Jacques Barzun & Wendell Hertig Taylor, on Solitary Confinement by Christopher Burney: “A remarkable book and in some ways the most remarkable in this entire Catalogue. It records 18 months’ life in a French prison as a captive of the Gestapo during the Second World War. The observation and recall are not more amazing than the writing and compression of thought. Implications for criminology (especially discussions of capital punishment) and for sociology and education occur on every page. It is enough to mention that the prisoner’s transfer to Buchenwald toward the end of his ordeal struck him as disagreeable because of the threat of sociability.” (A Catalogue of Crime)

So Ran the Rule Then

Soon I foresee few acres for harrowing
Left once the rich men’s villas have seized the land;
Fishponds that outdo Lake Lucrinus
Everywhere; bachelor place-trees ousting

Vine-loving elms; think myrtle-woods, violet-beds,
All kinds of rare blooms tickling the sense of smell,
Perfumes to drown those olive orchards
Nursed in the past for a farmer’s profit;

Quaint garden-screens, too, woven of laurel-boughs
To parry sunstroke. Romulus never urged
This style of life; rough-bearded Cato
Would have detested the modern fashions.

Small private wealth, large communal property —
So ran the rule then. No one had porticoes
Laid out with ten-foot builder’s measures,
Catching the cool of the northern shadow,

No one in those days sneered at the turf by the
Roadside; yet laws bade citizens beautify
Townships at all men’s cost and quarry
Glorious marble to roof the temples.

(Horace, Ode XV, Book II, Translated by James Michie)

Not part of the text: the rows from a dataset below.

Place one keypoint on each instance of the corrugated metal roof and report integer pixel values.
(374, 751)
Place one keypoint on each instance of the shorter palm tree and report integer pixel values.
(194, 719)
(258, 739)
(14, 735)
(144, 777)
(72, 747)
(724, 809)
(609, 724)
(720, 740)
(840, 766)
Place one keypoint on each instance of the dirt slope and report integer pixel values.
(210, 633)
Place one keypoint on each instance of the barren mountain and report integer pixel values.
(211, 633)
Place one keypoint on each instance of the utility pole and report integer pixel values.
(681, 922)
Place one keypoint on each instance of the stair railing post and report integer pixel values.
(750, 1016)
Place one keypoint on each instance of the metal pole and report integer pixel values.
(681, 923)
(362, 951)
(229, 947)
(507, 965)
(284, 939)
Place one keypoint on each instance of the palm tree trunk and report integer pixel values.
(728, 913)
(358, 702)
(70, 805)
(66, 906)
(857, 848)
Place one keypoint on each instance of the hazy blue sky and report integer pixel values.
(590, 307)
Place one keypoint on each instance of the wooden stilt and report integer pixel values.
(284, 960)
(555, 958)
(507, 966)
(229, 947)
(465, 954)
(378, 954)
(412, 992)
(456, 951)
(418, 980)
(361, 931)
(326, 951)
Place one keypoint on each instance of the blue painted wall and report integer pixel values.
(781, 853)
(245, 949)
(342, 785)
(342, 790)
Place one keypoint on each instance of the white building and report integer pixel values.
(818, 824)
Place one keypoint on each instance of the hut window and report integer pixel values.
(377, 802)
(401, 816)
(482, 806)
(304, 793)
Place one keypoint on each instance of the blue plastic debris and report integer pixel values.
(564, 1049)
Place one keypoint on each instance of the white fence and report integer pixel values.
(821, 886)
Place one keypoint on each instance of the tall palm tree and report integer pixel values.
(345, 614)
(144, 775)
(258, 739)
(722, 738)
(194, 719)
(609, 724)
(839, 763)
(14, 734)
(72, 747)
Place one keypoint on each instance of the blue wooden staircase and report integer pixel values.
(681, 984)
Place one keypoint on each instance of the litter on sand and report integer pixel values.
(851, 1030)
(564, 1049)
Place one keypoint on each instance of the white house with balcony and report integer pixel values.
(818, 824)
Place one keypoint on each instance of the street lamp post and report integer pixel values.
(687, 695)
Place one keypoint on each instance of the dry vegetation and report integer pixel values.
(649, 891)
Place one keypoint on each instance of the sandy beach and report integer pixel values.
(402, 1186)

Professor in Pure Foolishness

I, who have never been
A generous or a keen
Friend of the gods, must now confess
Myself professor in pure foolishness

And, driven by sheer force
Of proof to alter course,
Must shift my sails and voyage back
To think again upon a different tack.

For Jove, who usually throws
A lightning-flash that goes
Glittering through intervening cloud,
This morning hurtled with his thunder-loud

Chariot and horses through
A sky entirely blue
The brute earth and its restless waters,
Styx and the hateful underworld’s grim quarters,

Even the last known land
Where Atlas takes his stand
Staggered. I see, then, that God can
Change high and low: the unregarded man

Steps up, the proud backs down.
Here Fortune sets a crown,
And there upon her screeching wing
She swoops to dispossess another king.